TL;DR
- Around 7 million bitcoin, worth an estimated 440 billion dollars, could become vulnerable when quantum computers become powerful enough to break today's encryption.
- Bitcoin's elliptic curve cryptography (ECDSA) could theoretically be broken by Shor's algorithm on a sufficiently powerful quantum machine.
- The community is discussing migration strategies, including BIP 360 and post-quantum cryptography — but consensus is difficult to achieve.
- Experts disagree on the timeline: estimates range from 8 to 40 years.
Billions in Bitcoin Could Be Defenseless
Bitcoin is built on cryptographic guarantees that have held for over 16 years. But a technological revolution could put these guarantees to the test: quantum computers. According to CoinDesk, approximately 7 million bitcoin — equivalent to about 440 billion dollars — are potentially exposed if a sufficiently powerful quantum machine were to become available to malicious actors.
Among the vulnerable coins are an estimated one million bitcoin linked to Bitcoin's pseudonymous creator, Satoshi Nakamoto — coins that have never moved.

Why Are These Bitcoins at Risk?
Bitcoin uses a cryptographic method called ECDSA (Elliptic Curve Digital Signature Algorithm) to verify transactions. The problem arises for addresses where the public key is already exposed on the blockchain — which particularly applies to older address types like Pay-to-Public-Key (P2PK).
A quantum computer with sufficient capacity would, using Shor's algorithm, theoretically be able to derive the private key from the public key — thereby giving the attacker full control over the funds.
Research indicates that approximately 25 percent of all bitcoin may be vulnerable due to exposed public keys. A more conservative estimate points to about 1.7 million BTC, or about 8 percent of the total outstanding supply, in older vulnerable address formats.

When Could This Actually Happen?
Here, experts are far from in agreement. Cryptographer Adam Back, cited in a report by CoinShares, believes Bitcoin faces no real quantum threat for at least two to four decades, and that the network will have time to adapt well in advance. Ethereum co-founder Vitalik Buterin, on the other hand, has estimated a 20 percent probability that quantum computers could threaten Bitcoin's cryptography as early as 2030, with escalating risk towards 2040. Quantum researcher Paulo Viana is even more concerned, estimating a real threat within eight years.
As of today, quantum computers are in what is called the NISQ phase — they have tens to a few hundred qubits and are highly error-prone. Breaking Bitcoin encryption requires millions of stable, error-corrected logical qubits, which is far beyond current capabilities. However, the first Bitcoin quantum test networks experimenting with NIST-standardized post-quantum algorithms were launched as recently as January 2026, according to research data.
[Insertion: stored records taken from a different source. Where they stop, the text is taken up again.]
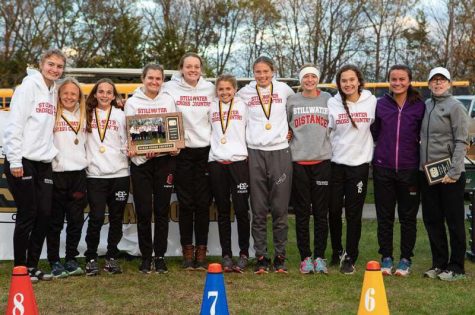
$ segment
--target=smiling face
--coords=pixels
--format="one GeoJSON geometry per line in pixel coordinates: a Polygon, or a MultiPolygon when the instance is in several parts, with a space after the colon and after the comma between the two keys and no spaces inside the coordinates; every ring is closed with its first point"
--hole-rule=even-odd
{"type": "Polygon", "coordinates": [[[435,96],[441,96],[450,89],[450,81],[441,74],[436,74],[429,81],[429,89],[435,96]]]}
{"type": "Polygon", "coordinates": [[[221,102],[229,103],[233,99],[234,94],[236,94],[236,89],[231,82],[219,81],[216,92],[221,102]]]}
{"type": "Polygon", "coordinates": [[[201,76],[201,61],[200,59],[189,56],[183,60],[183,67],[180,69],[185,82],[195,86],[201,76]]]}
{"type": "Polygon", "coordinates": [[[358,96],[358,88],[360,85],[361,83],[355,71],[348,70],[341,73],[340,87],[347,98],[358,96]]]}
{"type": "Polygon", "coordinates": [[[307,73],[302,78],[302,89],[306,92],[311,92],[317,89],[318,77],[313,73],[307,73]]]}
{"type": "Polygon", "coordinates": [[[265,62],[259,62],[254,65],[254,79],[260,87],[268,87],[272,82],[274,71],[265,62]]]}
{"type": "Polygon", "coordinates": [[[62,107],[72,112],[79,102],[80,91],[74,83],[66,83],[59,89],[59,102],[62,107]]]}
{"type": "Polygon", "coordinates": [[[147,96],[156,96],[163,84],[163,75],[160,70],[148,70],[145,77],[142,79],[147,96]]]}
{"type": "Polygon", "coordinates": [[[40,71],[46,85],[51,86],[64,71],[64,60],[60,56],[51,55],[40,63],[40,71]]]}
{"type": "Polygon", "coordinates": [[[112,100],[115,98],[113,86],[107,82],[100,83],[97,86],[94,97],[97,99],[97,107],[101,109],[109,108],[112,100]]]}
{"type": "Polygon", "coordinates": [[[389,90],[396,95],[407,93],[411,81],[409,74],[404,70],[392,70],[389,73],[389,90]]]}

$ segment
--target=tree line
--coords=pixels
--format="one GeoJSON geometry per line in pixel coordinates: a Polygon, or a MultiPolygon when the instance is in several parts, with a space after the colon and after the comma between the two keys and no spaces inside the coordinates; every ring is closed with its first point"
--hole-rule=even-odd
{"type": "Polygon", "coordinates": [[[475,0],[0,0],[0,33],[2,87],[50,47],[72,67],[176,69],[194,51],[208,76],[251,76],[265,54],[281,77],[311,62],[331,82],[355,63],[367,81],[384,81],[404,63],[415,80],[434,66],[475,80],[475,0]]]}

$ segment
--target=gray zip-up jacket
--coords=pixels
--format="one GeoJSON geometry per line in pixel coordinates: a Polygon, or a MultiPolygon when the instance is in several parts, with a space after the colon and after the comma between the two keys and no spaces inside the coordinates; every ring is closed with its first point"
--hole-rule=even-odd
{"type": "Polygon", "coordinates": [[[465,171],[467,140],[468,117],[462,103],[448,92],[428,99],[421,127],[421,170],[427,162],[450,156],[447,175],[458,180],[465,171]]]}

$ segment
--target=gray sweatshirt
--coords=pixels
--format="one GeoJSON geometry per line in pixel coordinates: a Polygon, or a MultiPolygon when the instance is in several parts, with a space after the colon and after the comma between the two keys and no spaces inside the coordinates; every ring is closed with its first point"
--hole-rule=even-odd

What Can the Bitcoin Network Do?
Several migration strategies are under discussion in the Bitcoin community:
BIP 360 is a proposal to introduce a new transaction type — Pay-to-Merkle-Root — designed to reduce reliance on exposed public keys and lay the groundwork for future integration of post-quantum cryptography via subsequent soft forks.
Post-quantum cryptography (PQC) is the core of long-term protection. The American standardization body NIST finalized several PQC standards in 2024, including ML-DSA (Dilithium) and SLH-DSA (SPHINCS+), which are considered strong candidates for future Bitcoin upgrades.
Hybrid migration is a phased approach where new, more secure address types are introduced with a transition period where transactions may require proof from both classical and post-quantum cryptography.
A more difficult variant is the proposal to freeze unmigrated coins — a kind of “dead man's switch” — which, however, directly conflicts with Bitcoin's fundamental principle that only the key holder has control over their funds.
Consensus Is the Major Obstacle
Although technical solutions exist on paper, the politics within the Bitcoin network are the real bottleneck. James Check, founder of Checkonchain, is quoted as saying that network participants may never agree to block or freeze vulnerable coins — which, in the worst case, could allow attackers to exploit them if the quantum threat materializes.
Technical challenges also contribute: Post-quantum signatures are significantly larger and heavier to verify than today's ECC signatures, which would increase bandwidth and validation costs for the network.
The US security authority NSA's CNSA 2.0 framework requires quantum-safe systems by 2030, and NIST plans to phase out ECC in federal systems by the mid-2030s. The Bitcoin community thus has a window — but it is unclear how long it will remain open.